Uno dei parametri più interessanti da osservare nell’andamento di un sito web è la frequenza di rimbalzo, che definisce il numero di pagine visitate da un utente in una navigazione all’interno del sito, portandoci a riflettere sull’interesse che lo stesso spazio web sia in grado di creare nell’utente che si trova a leggere i nostri contenuti.

Quindi se nel giro di poco tempo l’utente, che ha visualizzato solo la prima pagina, in modo veloce, decide di andare a informarsi su un altro portale, vuol dire che la frequenza di rimbalzo è elevata e probabilmente il nostro sito suscita poco interesse nei nostri lettori. Maggiore è la frequenza di rimbalzo minore sarà il tempo dedicato al sito durante la consultazione, è opportuno quindi che resti bassa per avere un buon riscontro.

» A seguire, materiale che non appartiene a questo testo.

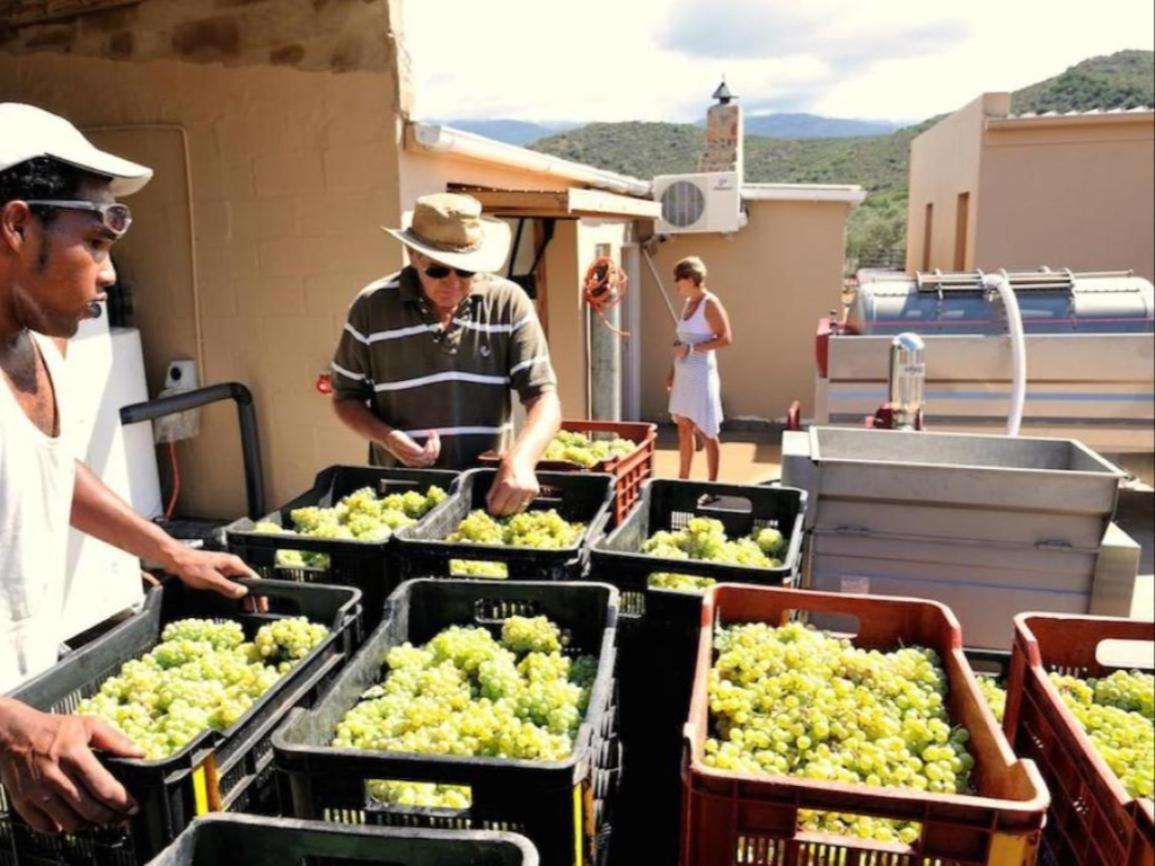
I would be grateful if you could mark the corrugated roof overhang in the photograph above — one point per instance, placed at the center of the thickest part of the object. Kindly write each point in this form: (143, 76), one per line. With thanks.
(564, 203)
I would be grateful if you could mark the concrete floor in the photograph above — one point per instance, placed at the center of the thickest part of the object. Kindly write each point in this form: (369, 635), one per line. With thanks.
(755, 457)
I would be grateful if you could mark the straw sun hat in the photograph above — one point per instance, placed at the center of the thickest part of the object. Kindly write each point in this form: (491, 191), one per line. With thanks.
(449, 229)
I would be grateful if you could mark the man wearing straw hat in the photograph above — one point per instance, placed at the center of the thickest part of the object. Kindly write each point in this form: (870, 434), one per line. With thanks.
(429, 356)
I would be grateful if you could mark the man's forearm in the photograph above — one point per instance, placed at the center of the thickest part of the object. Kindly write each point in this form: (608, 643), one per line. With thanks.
(542, 424)
(101, 513)
(359, 418)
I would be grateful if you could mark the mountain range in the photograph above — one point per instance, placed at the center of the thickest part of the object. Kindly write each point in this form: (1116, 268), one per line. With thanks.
(798, 125)
(879, 163)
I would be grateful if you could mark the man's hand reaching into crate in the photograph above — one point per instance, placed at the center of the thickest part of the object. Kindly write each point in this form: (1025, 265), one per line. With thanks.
(51, 775)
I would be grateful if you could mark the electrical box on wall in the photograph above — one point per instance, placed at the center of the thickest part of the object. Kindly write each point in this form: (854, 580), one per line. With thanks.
(180, 376)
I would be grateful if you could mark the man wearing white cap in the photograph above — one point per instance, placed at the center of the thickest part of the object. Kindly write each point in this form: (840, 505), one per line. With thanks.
(59, 217)
(429, 356)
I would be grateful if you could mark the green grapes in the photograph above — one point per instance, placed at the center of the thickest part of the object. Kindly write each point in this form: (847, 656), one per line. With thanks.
(574, 447)
(799, 702)
(359, 516)
(468, 693)
(529, 529)
(705, 538)
(478, 568)
(1118, 715)
(201, 676)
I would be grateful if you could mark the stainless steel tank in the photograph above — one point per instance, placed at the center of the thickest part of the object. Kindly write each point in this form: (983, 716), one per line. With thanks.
(1051, 303)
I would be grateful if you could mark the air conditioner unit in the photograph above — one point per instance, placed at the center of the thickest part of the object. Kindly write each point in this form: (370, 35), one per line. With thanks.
(707, 202)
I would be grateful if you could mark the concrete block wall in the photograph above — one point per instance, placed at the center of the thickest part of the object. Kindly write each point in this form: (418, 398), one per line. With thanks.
(290, 174)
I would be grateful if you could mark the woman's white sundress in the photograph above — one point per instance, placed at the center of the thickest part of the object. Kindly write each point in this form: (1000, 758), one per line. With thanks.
(697, 390)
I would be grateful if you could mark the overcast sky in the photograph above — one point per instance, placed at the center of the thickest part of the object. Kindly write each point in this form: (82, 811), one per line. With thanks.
(583, 60)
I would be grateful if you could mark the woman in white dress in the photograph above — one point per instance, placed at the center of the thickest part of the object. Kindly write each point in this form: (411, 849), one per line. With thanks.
(695, 390)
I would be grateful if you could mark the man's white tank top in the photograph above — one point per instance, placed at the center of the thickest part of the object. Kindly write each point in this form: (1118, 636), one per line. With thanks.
(37, 479)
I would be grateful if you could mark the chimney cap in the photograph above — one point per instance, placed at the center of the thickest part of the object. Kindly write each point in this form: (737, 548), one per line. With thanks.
(722, 94)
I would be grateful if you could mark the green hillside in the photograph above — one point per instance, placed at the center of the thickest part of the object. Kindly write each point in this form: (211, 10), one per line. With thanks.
(879, 163)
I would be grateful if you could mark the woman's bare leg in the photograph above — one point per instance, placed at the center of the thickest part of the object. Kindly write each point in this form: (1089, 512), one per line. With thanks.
(713, 455)
(685, 447)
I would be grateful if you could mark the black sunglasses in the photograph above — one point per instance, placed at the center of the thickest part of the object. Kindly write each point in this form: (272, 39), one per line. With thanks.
(440, 271)
(114, 216)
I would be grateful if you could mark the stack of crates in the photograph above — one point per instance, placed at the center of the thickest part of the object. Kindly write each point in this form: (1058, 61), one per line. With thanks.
(230, 769)
(660, 631)
(246, 841)
(734, 818)
(369, 566)
(1093, 820)
(564, 807)
(578, 498)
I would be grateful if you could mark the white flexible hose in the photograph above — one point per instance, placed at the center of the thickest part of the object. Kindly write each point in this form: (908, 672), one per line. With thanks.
(1001, 283)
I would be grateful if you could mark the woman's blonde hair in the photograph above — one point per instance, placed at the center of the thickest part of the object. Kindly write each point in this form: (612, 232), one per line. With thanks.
(692, 268)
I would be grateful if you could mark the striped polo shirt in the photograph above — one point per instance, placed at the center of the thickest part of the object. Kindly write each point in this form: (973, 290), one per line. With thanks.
(416, 376)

La frequenza di rimbalzo potrebbe aumentare in alcuni specifici casi che qui riportiamo, come per esempio il caso in cui un utente si trova sul sito catapultato da un link esterno e abbandona il sito dopo aver letto il contenuto della prima pagina e per disinteresse decide di non navigare ulteriormente, altro caso potrebbe essere quello in cui un utente dopo alcuni minuti sulla homepage senza fare azioni abbandona il sito, oppure se un utente approda sul nostro portale dopo una ricerca su un motore e non effettua azioni ma la lascia aperta mentre si compiono azioni in altre finestre.

Una frequenza di rimbalzo elevata può essere data da una serie di motivi, come per esempio la difficile navigabilità del sito o del blog, la ricerca utilizzata per arrivare a una certa pagina non coincide con il contenuto della stessa.

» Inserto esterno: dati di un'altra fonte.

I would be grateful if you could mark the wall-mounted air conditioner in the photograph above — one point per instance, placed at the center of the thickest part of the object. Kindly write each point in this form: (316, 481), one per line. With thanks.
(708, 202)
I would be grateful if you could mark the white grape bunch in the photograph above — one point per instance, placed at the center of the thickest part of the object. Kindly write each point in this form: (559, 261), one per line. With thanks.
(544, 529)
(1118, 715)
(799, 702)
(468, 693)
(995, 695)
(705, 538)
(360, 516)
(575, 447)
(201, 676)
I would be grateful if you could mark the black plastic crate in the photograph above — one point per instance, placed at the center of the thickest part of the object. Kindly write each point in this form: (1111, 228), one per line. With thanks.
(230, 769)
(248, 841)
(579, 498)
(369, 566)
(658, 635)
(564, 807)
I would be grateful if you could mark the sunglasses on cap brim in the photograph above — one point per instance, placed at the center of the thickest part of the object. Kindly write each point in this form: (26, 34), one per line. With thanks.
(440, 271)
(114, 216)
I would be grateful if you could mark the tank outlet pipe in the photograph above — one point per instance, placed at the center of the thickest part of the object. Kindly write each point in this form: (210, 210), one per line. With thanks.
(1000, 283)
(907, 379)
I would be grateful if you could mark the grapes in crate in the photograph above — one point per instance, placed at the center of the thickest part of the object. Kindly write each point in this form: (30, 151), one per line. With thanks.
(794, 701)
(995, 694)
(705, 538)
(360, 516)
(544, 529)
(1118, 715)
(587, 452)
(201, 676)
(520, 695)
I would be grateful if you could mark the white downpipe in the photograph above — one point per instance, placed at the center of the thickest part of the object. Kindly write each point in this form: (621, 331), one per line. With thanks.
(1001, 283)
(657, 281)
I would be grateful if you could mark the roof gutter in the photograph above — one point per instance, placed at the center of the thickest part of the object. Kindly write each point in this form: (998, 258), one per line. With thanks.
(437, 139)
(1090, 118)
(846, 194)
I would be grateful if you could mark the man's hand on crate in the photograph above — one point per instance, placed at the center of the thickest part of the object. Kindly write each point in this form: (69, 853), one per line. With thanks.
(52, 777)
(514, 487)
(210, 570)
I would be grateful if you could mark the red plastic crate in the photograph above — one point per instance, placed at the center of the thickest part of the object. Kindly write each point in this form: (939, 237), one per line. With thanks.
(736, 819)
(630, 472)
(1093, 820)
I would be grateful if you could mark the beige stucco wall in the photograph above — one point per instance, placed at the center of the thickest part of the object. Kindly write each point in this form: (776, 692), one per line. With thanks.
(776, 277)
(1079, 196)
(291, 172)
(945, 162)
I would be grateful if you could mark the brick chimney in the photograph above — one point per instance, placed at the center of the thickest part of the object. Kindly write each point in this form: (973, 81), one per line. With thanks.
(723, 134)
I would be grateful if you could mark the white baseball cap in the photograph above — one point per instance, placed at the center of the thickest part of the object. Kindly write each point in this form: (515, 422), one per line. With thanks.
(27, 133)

Purtroppo si tratta di un parametro difficile da decifrare e da comprendere nella sua funzionalità, difficile da capire in che modo aumenti o diminuisca la sua percentuale né si sa per quale motivo un sito può avere un indice più o meno elevato in base a certe strategie.

Certo è che se si lavora sui principali fattori che determinano il suo calo o aumento si potrebbe con maggiore facilità gestire la sua funzionalità, perciò bisogna evitare i link che puntano a siti esterni dal nostro, perché in questo modo avviene un indebolimento del portale, rendere quest’ultimo pulito  e ben visibile aiuta certamente la navigabilità, ponendo bottoni, link, testi e titoli in modo opportuno, altrettanto vale con la struttura delle pagine e delle categorie che devono essere organizzate in modo intuitivo e facilmente fruibile da parte dell’utente.